# Call by Reference Problem



## LL0rd (5. Juni 2008)

Hallo Leute,

sorry, aber irgendwie bin ich gerade am verzweifeln, irgendwie funktionieren einige Sachen nicht so, wie ich es erwartet habe. Ich habe ein Event Counter geschrieben, der Code dazu sieht so aus:


```
Map<String,Integer> auswertung = new HashMap<String,Integer>();
...
...

					if(auswertung.containsKey(aktToken)){
						Integer i = auswertung.get(aktToken);
						i++;
						auswertung.remove(aktToken);
						auswertung.put(aktToken, i);
					}else{
						auswertung.put(aktToken, new Integer(1));
					}
```

Der Code funktioniert so, ich kann jedoch nicht verstehen, wieso ich die zwei Zeilen nach dem i++ brauche, in denen ich das Objekt rauswerfe und wieder einfüge.

Ich verstehe den Code so: Wenn der gesuchte String nicht in der Map enthalten ist, dann wird ein neues Integer Objekt mit dem Wert 1 erstellt.

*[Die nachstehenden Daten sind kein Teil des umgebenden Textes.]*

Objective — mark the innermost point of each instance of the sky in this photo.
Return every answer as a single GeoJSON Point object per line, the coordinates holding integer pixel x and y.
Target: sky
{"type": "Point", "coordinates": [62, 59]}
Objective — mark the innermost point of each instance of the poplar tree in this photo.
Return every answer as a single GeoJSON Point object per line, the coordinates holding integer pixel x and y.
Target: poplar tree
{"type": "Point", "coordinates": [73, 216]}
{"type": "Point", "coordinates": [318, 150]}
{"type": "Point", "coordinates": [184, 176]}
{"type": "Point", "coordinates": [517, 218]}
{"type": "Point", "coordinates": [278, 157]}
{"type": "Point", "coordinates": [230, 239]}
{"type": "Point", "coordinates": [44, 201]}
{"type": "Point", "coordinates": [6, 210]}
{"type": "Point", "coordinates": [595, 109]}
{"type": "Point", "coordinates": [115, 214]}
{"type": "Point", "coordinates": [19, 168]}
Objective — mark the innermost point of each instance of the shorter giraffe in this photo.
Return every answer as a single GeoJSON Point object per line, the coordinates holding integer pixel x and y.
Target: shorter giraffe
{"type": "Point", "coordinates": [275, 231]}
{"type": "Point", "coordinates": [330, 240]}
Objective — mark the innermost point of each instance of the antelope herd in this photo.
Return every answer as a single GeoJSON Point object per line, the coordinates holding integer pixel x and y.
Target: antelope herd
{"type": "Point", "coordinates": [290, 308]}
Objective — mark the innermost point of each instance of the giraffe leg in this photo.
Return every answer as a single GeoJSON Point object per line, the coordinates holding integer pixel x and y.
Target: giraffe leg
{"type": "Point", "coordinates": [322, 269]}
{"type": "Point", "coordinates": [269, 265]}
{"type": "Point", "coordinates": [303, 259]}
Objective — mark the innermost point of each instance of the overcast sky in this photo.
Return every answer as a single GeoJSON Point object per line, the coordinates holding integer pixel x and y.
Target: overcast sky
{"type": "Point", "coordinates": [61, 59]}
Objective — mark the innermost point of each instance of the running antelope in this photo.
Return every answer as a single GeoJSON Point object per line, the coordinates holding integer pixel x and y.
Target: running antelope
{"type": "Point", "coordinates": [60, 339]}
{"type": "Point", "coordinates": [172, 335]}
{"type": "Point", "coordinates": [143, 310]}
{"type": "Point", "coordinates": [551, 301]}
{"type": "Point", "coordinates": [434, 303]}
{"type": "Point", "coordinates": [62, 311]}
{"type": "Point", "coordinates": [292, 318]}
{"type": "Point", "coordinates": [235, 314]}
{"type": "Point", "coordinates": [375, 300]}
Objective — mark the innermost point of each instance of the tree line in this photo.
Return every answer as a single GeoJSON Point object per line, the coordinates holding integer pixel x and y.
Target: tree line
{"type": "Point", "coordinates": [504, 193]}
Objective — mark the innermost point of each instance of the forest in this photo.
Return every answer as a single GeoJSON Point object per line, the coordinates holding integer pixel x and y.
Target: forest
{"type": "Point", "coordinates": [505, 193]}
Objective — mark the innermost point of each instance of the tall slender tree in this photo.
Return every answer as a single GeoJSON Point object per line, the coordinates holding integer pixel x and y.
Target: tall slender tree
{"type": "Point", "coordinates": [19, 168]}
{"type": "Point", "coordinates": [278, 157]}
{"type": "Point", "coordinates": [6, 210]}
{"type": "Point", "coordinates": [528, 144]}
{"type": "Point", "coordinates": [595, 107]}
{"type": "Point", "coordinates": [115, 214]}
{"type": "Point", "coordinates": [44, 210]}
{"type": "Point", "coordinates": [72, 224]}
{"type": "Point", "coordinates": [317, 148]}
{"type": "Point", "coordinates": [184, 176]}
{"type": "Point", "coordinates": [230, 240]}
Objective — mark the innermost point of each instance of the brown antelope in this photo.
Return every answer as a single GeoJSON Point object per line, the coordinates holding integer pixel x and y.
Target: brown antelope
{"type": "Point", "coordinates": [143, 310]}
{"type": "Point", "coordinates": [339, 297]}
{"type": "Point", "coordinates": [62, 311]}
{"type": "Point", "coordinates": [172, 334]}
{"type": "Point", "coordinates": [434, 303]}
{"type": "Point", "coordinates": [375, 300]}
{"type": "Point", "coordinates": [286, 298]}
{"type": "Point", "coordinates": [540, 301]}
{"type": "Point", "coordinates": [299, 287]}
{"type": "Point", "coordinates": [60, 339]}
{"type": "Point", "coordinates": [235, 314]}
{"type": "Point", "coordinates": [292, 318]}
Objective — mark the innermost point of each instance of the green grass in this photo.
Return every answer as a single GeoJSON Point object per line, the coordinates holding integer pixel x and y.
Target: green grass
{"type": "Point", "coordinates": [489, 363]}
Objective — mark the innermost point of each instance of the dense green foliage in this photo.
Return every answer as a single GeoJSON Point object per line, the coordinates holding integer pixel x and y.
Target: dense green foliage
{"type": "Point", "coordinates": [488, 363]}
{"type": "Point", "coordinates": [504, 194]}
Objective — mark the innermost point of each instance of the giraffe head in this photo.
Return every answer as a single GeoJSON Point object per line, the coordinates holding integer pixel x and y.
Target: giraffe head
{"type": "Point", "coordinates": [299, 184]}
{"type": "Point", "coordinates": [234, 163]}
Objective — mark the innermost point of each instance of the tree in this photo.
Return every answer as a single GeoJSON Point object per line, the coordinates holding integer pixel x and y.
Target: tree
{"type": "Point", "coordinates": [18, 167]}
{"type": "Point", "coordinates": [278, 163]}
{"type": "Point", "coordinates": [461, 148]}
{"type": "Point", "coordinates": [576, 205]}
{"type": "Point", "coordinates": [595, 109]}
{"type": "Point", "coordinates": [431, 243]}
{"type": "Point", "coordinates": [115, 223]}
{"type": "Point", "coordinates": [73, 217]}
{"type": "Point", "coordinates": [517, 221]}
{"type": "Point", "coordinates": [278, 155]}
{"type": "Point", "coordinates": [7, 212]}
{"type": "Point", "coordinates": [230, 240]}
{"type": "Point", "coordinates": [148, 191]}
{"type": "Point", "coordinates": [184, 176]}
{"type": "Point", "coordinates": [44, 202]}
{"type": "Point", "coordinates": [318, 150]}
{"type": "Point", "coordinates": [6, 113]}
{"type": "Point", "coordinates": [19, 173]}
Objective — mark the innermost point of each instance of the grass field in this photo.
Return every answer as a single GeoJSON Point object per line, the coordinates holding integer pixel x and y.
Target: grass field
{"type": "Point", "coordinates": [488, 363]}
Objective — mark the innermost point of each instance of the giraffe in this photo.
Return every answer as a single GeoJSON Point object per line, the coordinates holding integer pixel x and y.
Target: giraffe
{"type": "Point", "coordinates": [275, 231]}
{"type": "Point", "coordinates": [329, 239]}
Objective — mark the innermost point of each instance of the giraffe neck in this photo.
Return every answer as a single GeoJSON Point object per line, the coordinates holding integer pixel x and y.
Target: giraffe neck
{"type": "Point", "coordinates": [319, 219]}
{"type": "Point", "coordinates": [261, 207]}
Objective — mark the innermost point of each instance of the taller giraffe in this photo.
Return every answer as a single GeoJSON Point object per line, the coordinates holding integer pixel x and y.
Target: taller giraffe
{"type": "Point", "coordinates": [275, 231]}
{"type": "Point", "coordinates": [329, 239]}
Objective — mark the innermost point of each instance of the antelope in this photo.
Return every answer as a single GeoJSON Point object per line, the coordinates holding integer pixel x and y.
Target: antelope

Dieses Objekt wird dann in die Map eingefügt mit dem String als Schlüssel. 

So, nun tritt das gleiche Event ein. Ich lande nun im ersten Teil des IFs. Dann hole ich das Integer Objekt aus der Map und erstelle einen Pointer auf i. Anschließend wird das Objekt hinter i inkrementiert. 

Meiner Meinung nach müsste hier ja schon Schluss sein, ist es aber nicht. Denn aus irgendeinem Grund wird anscheinend nicht das Objekt in der Map manipuliert. Aber wieso


----------



## zeja (5. Juni 2008)

Naja die Lösung ist recht einfach...

Der ++ Operator funktioniert nur für das Primitive int, nicht aber für ein Integer.

Also im Grunde steht bei dir nun:

```
Integer i = auswertung.get(aktToken);
int temp = i.intValue();
temp++;
i = new Integer(i);
```

Die Umwandlung von Integer in int und umgekehrt führt Java automatisch durch, das nennt sich Autoboxing/unboxing.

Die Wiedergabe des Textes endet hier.